Le retentissement psychologique est majeur. Dépression, anxiété, perte d'estime de soi accompagnent fréquemment l'hémiplégie. La brutalité de la survenue, la perte d'autonomie, la modification de l'image corporelle constituent des traumatismes psychiques qu'il ne faut pas sous-estimer.

L'évaluation des préjudices, poste par poste

L'évaluation suit la nomenclature Dintilhac, qui impose d'identifier et de chiffrer chaque préjudice séparément. Cette méthode, référence nationale en matière d'évaluation du dommage corporel, distingue les préjudices patrimoniaux (économiques) et extra-patrimoniaux (personnels).

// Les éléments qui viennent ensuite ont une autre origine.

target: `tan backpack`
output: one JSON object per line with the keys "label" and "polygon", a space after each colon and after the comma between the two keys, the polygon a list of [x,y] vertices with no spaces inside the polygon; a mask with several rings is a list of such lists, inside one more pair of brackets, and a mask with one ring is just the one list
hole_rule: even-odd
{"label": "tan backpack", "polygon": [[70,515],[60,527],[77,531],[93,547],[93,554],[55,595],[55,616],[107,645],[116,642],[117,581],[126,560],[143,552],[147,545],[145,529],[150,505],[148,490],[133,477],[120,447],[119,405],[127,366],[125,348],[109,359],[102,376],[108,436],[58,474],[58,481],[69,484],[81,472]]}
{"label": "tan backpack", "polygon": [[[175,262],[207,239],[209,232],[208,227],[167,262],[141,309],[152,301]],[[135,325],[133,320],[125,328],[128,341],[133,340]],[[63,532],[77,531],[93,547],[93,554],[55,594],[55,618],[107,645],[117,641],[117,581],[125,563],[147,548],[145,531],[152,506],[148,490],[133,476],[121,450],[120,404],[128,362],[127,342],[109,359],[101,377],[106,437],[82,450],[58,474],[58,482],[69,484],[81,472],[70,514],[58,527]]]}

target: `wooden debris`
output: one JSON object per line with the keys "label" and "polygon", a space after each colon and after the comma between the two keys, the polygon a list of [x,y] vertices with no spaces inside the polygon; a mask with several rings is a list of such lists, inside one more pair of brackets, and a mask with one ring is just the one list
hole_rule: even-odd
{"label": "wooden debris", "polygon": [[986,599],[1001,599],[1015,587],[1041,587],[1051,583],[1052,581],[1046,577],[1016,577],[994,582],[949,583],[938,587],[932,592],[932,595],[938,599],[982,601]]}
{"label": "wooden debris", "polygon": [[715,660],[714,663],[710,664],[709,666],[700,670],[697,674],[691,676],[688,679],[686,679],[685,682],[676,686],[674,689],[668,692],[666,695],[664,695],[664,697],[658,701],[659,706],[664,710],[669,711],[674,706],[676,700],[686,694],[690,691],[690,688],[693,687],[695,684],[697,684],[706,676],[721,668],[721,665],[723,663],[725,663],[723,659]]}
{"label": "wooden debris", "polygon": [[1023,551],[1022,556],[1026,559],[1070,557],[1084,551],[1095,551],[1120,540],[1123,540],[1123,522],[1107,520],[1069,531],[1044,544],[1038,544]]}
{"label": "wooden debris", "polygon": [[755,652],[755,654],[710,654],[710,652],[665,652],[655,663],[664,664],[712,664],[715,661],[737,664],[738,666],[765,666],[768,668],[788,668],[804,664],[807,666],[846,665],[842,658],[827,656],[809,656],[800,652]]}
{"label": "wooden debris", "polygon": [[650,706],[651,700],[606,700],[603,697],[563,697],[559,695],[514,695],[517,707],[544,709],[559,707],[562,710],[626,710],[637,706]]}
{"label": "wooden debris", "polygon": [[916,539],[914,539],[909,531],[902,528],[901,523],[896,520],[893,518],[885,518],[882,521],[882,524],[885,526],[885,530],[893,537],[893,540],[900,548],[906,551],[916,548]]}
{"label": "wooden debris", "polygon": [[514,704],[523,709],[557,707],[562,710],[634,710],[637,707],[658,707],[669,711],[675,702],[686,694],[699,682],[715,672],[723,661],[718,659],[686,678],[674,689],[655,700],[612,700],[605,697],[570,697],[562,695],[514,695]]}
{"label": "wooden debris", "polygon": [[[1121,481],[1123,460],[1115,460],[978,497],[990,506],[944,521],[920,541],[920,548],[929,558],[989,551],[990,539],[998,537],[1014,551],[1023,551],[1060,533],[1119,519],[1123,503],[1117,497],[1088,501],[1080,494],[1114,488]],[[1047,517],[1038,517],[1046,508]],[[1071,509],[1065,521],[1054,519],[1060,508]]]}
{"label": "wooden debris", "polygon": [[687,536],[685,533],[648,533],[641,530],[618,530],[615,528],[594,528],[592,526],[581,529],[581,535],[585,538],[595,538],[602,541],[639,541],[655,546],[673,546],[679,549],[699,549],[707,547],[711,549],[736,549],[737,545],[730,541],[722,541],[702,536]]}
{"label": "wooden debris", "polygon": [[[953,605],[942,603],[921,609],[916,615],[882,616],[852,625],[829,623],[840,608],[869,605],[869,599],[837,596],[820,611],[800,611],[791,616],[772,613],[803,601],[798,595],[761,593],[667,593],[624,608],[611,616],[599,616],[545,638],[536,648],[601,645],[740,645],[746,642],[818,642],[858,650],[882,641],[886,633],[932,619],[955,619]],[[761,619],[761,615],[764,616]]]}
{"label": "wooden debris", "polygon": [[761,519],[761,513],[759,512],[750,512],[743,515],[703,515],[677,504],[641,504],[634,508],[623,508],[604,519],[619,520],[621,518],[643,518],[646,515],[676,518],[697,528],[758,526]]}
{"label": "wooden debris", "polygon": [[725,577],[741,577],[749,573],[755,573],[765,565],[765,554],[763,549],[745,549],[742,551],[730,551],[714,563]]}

Les préjudices patrimoniaux, temporaires et définitifs

  • Les dépenses de santé actuelles englobent tous les frais médicaux depuis l'accident jusqu'à la consolidation : hospitalisations, consultations, examens (IRM, scanner), médicaments, séances de kinésithérapie et d'orthophonie, matériel médical (attelles, cannes, fauteuil roulant si nécessaire).
  • Les frais de logement adapté et de véhicule adapté peuvent s'avérer nécessaires. Selon la sévérité de l'hémiplégie, des aménagements seront requis : rampes d'accès, barres d'appui, douche adaptée, élargissement des passages. Si vous ne pouvez plus conduire votre véhicule standard, l'adaptation (boîte automatique, commandes au volant) ou l'acquisition d'un véhicule aménagé doivent être indemnisés.
  • Assistance par tierce personne représente souvent un poste majeur. Durant la phase temporaire (avant consolidation), vous avez besoin d'aide pour les actes de la vie quotidienne : toilette, habillage, préparation des repas, accompagnement aux soins. Après consolidation, si votre autonomie reste limitée, cette assistance se poursuit à vie. Le calcul repose sur le nombre d'heures quotidiennes nécessaires, multiplié par un coût horaire, puis capitalisé sur votre espérance de vie.
  • La perte de gains professionnels actuels indemnise la période d'arrêt de travail avant consolidation. La perte de gains professionnels futurs compense la différence entre vos revenus antérieurs et vos capacités de gain futures. Si l'hémiplégie vous empêche de reprendre votre activité, notamment dans les métiers manuels, la perte est totale. Si vous reprenez partiellement, la différence de salaire doit être indemnisée sur toute votre carrière résiduelle.
  • L'incidence professionnelle reconnaît les difficultés rencontrées dans le milieu professionnel : déclassement, efforts supplémentaires, limitation des perspectives d'évolution de carrière.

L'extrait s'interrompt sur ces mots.